12 thoughts on “Stuart wasn’t a naturist until he met me”

  1. Stuart Haywood

    Dear Jackie,
    What a wonderful blog,you have excelled yourself.
    The photos are excellent and will do the job perfectly.It was
    quite an experience finding suitable spots away from footpaths
    and housing.
    I think that the “primrose woman” returned in time
    to overhear the conversation which went like the following—–
    Stuart,”Can we do it here?”
    Jackie”Yes,take all your clothes off and put them over there.”
    Stuart, “I’d like to do it standing up.Is that all right?”
    Jackie,”Yes,if you stand still,I think I can pull it off!
    It is always a privilege to be in your company as I
    really appreciate your philosophy of life.
    See you soon.
    Love Stuart

    1. Stuart – Thankyou! That’s some accolade, with you being a published writer yourself! Delighted to hear that you’re so pleased with my photographic endeavours, and I know I managed to get a good varied selection for you.

      And I am always glad to pass on my philosophy on life, especially to people who appreciate it, of course!

      1. You would have to find a way to secure and protect that website, and I don’t know if that is even possible to the extent it would be needed.I’m not a nudist, but if I were I would not want to post pictures of myself or my family on any website unless I knew I had strict control over who had access to that site.Given the current concerns with pornography, especially child pornography, I would suggest finding some other forum for doing this. I know of no reason why you couldn’t have a chat room or discussion forum dedicated to nudism/naturism, but I don’t think you could trust photos on any such site.

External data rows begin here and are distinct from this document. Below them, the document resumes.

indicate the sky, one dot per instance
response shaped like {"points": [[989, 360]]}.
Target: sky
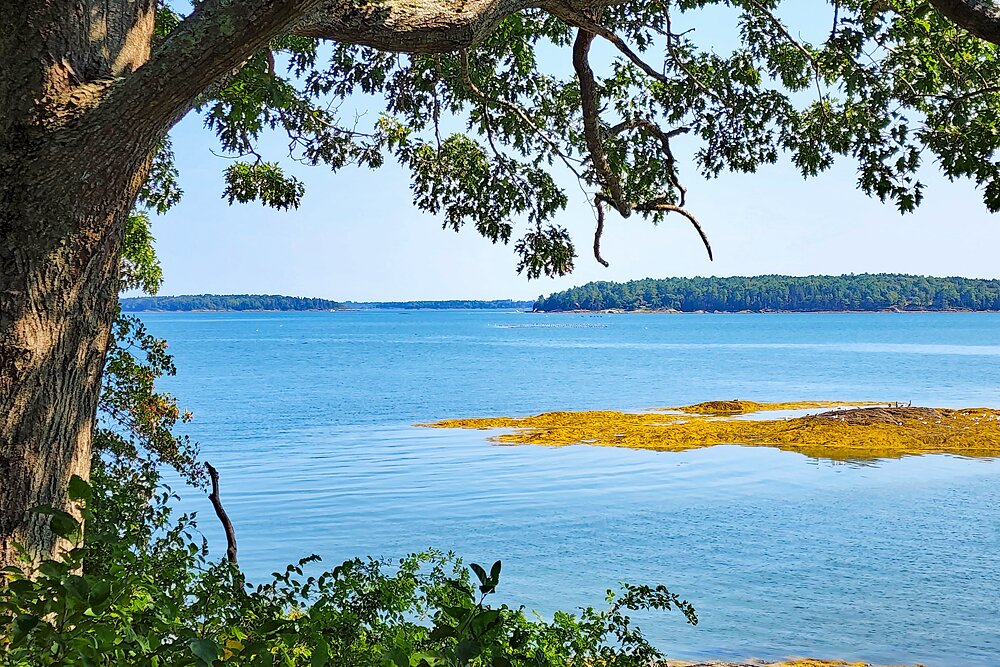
{"points": [[357, 235]]}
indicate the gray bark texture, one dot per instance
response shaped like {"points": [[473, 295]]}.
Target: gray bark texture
{"points": [[84, 100]]}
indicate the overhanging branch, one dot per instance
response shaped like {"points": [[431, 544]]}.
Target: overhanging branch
{"points": [[979, 17]]}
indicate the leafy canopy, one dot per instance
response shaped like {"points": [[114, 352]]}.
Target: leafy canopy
{"points": [[489, 134]]}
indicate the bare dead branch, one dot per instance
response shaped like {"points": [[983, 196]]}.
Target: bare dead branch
{"points": [[666, 207], [664, 138], [220, 512], [581, 20], [599, 206]]}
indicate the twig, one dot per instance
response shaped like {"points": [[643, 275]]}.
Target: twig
{"points": [[657, 205], [220, 512], [599, 205]]}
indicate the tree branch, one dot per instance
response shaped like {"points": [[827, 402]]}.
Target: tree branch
{"points": [[979, 17], [592, 122], [216, 38], [599, 205], [422, 26], [658, 205], [220, 512]]}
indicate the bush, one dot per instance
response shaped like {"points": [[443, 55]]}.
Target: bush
{"points": [[161, 601]]}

      2. I think your doing a great job. Sometimes its not easy being the voice of reason. You just have to continue to work your magic and hope for the best. However, I believe your positives are out weighing the negatives. Keep the Faith and Keep moving forward!

    2. To whom it may concern:I am a naitve Californian and a tax payer. I am an avid fisherman and was a hunter. To follow the law, I secured a fishing license by purchasing a license from the state to fish in the state of California’s waters. I did the same for hunting. The state of California requires a resident to aquire (Buy)a license to Fish, hunt, off roading, boating,camping,and many other activities. The State of California designates most of the areas that a person can do these activities. The State of California benefits with moneys for up keep of the area. Why can’t the State of California require a person to ubtain a license to enter an area (beach or lake)which is designated for clothing optional or nude sun bathing. It would seem that this would be a good way to legalize this type of recreation and keep unauthorized people out of the area. This is how the State keeps control of people and areas.

    3. It could be simply that very few people read Naturist Review . But on the other had, people are reluctant to leave comments on nudist blogs in general. It’s typically the usual suspects who respond.Nudism suffers from institutional racism. I don’t think it’s intentional, it just happens to be that way. In the case of African-Americans, nudism is just not part of their popular culture.At Cedar Trails in Ohio, where I am a member, we have some diversity. We had two African-American members (both male), two women with Native American heritage, and several Asian visitors. It’s not nearly enough, but I have not personally encountered any hostility towards any ethnic group, or people with different sexual orientations.This is not to say that open racism does not exist. The Good ol’ boy network refuses to die out. Convince me that a great deal of the hostility towards our President is not rooted in racism.But the bottom line is that I’ve never personally experienced the type of cold shoulder response given to the writer of that post. I know the owners of Cedar Trails love paying customers, and the only rule for people is that they behave themselves.